Survivors often suffer from a lack of understanding between their PCP and Oncologist. In addition, when the Palliative Care Team moves on to acute care again, patients may be left in the lurch in a psychosocial way. When a person does not die from the critical illness that brought them into the hospital, the hospital’s Palliative Care team could merge with Functional Medicine in the community [1,16]. Palliation, as a consulting hospital service, meant to improve the quality of care, has seen some dramatic improvements in survival, due to attention to mood and spirit to address the recovering patient’s attitude. In contrast, the role of Functional Medicine is to optimize health at the time of meeting the patient. These specialties should not be so far apart for the general population. Many citizens are survivors of some health disaster. Palliative care instruction, at the time of the acute illness, can help ease them back to society, alongside their primary treatment specialists.
All facets of survival can be boosted through compliance with eating and treatment, such as taking medications appropriately, maintaining physical health with available energy, and learning to selfmanage emotions. Expressive art forms can go a long way to help a person through the long dark days of being a patient and regaining some optimism as one recovers physical and mental health [17].
Poetry is succinct and requires less physical effort. The meaning can be the same as writing a longer piece. The emotional response can be managed by the troubled person. Using a poetry therapist at the hospital can set the survivor up for the future [18,19].
Intermittent sessions may be added to offer continuing support [1].
In summary, compliance reduces recidivism.

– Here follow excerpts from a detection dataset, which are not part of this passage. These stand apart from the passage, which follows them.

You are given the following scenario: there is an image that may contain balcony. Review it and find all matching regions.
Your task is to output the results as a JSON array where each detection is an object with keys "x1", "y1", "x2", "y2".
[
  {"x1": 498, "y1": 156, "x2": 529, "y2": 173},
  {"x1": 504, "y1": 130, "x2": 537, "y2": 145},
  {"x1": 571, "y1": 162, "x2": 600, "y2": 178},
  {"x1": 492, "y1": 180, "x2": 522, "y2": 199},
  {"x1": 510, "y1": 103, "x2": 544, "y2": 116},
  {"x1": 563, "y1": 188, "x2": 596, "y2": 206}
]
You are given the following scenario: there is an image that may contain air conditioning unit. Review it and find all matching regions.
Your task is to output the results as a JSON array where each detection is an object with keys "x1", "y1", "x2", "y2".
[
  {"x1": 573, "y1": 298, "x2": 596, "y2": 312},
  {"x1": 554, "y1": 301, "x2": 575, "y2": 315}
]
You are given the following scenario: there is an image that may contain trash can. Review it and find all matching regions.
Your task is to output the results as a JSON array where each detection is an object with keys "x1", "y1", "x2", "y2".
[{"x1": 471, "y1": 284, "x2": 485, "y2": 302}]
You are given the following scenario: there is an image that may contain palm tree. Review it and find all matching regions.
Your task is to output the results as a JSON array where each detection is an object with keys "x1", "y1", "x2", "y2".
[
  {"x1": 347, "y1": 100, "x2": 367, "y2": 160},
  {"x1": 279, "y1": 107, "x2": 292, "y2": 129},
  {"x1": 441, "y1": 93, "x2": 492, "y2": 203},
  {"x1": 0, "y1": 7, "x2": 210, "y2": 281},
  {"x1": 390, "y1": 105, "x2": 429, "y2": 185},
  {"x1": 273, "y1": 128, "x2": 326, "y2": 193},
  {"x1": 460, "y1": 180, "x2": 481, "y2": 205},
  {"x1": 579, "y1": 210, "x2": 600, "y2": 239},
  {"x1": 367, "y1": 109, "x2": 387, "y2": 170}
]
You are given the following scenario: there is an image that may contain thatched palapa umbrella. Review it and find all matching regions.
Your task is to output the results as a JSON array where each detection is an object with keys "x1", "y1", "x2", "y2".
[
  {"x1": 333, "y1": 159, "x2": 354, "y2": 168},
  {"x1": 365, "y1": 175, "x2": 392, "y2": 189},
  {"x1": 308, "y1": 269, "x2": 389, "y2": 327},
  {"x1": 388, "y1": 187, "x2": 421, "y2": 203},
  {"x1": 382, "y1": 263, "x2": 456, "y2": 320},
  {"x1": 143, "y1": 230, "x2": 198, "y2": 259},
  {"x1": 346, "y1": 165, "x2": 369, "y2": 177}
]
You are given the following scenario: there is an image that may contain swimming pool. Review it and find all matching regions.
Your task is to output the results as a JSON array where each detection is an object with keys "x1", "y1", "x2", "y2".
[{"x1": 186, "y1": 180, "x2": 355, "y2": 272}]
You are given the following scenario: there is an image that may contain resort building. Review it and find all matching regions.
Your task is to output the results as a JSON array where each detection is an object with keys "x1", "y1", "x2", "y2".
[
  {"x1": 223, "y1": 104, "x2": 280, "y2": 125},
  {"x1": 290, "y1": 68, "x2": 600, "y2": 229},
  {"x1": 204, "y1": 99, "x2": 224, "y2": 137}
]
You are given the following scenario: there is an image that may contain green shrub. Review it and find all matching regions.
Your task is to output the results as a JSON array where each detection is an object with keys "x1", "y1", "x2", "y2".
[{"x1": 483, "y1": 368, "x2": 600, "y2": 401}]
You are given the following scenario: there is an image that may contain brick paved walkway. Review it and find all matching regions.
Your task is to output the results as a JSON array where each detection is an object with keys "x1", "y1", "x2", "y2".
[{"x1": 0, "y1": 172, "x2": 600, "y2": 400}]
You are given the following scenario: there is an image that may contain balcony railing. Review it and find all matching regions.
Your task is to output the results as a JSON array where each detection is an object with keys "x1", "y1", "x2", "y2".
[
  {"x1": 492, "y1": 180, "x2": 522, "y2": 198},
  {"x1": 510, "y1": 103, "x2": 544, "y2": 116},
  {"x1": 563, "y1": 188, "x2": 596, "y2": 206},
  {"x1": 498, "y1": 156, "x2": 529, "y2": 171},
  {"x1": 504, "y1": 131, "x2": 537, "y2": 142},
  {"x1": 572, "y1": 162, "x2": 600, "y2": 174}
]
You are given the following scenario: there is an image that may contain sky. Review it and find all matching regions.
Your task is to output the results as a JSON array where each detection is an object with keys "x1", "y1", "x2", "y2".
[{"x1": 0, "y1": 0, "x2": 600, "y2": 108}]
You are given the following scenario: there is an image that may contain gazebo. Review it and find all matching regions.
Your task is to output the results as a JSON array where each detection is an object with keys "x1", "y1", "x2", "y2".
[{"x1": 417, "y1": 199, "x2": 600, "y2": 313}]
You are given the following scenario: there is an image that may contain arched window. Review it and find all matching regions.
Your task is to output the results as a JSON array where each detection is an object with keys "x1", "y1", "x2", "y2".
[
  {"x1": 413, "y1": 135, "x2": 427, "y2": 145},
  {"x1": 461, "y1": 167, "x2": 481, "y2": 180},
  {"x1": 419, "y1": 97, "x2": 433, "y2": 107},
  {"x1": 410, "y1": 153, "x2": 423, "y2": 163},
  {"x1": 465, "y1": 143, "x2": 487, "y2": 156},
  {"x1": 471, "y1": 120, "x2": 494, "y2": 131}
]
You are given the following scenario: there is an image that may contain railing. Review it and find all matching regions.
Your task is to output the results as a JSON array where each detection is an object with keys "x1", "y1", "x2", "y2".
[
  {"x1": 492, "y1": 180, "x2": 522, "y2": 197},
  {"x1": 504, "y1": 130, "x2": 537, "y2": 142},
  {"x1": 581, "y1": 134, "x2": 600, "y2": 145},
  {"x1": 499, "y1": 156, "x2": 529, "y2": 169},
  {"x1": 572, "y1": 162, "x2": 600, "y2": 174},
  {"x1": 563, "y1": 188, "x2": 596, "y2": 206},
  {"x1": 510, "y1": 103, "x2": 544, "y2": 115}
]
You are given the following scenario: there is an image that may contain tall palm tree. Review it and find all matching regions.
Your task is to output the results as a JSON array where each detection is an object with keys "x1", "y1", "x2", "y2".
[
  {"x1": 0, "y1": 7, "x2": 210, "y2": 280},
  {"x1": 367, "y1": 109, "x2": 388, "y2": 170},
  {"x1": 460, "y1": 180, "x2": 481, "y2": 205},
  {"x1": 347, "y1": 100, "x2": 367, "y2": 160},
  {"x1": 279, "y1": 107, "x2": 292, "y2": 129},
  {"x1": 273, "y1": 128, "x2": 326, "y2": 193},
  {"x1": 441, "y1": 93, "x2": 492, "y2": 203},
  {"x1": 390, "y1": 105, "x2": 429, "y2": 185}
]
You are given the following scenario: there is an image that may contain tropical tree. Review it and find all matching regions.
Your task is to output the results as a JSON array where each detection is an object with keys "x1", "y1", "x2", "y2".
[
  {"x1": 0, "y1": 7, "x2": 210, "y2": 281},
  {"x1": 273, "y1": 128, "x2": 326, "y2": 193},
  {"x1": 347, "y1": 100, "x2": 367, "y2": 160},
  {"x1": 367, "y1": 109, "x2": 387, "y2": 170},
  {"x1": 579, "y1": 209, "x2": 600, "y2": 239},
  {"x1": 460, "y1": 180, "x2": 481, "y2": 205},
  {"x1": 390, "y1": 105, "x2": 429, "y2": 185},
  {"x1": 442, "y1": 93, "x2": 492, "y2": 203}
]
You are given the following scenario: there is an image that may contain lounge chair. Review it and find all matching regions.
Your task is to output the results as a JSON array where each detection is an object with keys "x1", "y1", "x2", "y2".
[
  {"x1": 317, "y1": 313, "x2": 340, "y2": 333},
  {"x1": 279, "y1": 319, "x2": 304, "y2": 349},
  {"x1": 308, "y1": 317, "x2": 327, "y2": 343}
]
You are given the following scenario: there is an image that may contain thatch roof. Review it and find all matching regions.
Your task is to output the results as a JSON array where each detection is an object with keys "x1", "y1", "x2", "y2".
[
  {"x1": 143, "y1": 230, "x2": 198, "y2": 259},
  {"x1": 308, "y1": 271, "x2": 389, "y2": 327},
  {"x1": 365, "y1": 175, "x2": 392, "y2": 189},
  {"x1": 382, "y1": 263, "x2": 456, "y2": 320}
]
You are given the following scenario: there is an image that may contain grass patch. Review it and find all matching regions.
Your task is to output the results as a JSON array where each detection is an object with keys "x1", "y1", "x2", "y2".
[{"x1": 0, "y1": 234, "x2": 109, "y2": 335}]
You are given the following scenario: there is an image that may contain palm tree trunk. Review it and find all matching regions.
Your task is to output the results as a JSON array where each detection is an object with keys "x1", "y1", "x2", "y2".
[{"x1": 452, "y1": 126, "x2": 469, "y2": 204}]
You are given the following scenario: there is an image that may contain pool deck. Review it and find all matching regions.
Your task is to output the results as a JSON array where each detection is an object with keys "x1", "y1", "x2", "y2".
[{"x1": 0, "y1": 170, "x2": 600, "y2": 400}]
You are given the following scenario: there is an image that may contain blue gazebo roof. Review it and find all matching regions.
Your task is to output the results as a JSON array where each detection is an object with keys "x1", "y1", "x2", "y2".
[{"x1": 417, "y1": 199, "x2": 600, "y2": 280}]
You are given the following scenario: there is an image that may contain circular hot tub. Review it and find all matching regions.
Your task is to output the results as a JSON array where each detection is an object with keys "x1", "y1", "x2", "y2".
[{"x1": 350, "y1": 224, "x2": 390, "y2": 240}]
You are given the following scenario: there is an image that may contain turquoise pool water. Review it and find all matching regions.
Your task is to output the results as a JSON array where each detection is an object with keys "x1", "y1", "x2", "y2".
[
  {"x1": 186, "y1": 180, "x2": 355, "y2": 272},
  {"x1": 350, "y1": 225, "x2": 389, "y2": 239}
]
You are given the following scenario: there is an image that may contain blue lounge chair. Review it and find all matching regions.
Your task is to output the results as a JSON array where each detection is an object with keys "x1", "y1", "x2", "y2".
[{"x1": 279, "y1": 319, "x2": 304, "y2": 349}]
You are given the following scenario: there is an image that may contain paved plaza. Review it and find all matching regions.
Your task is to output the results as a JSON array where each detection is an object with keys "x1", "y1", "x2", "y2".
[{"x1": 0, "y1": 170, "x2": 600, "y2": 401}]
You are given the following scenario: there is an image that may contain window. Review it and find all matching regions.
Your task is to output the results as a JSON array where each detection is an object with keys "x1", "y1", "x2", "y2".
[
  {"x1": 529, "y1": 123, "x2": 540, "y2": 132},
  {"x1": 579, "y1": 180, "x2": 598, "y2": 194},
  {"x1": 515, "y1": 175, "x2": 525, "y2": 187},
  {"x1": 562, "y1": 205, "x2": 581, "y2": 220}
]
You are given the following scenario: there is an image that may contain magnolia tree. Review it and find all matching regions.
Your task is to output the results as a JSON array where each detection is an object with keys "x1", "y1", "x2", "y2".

Medical recidivism is expensive. Palliative Care sows the seeds for sustained self care in the aftermath/survival of Cancer Therapy and can potentially reduce waste in the medical system to the benefit of all concerned. The depth of care that a survivor requires can be provided by the Arts in Palliative Care. Writing poetry expressively is immediately available at the moment of stress. It can alter the mood and therefore the actions. In a time, when medical care is expensive and difficult to arrange, self care, as expressive writing, singing, humming, sharing all of these, taught at a time of intense need , has a very necessary place to prevent distress, anorexia, nausea and some pain [17]. These preventions can lead to appropriate appetite, taking medications and sleep. These are what a survivor needs. Palliative Care methods can help people through a crisis, as they can help one to die. The skills learned will be used repeatedly to improve the quality of life as a survivor.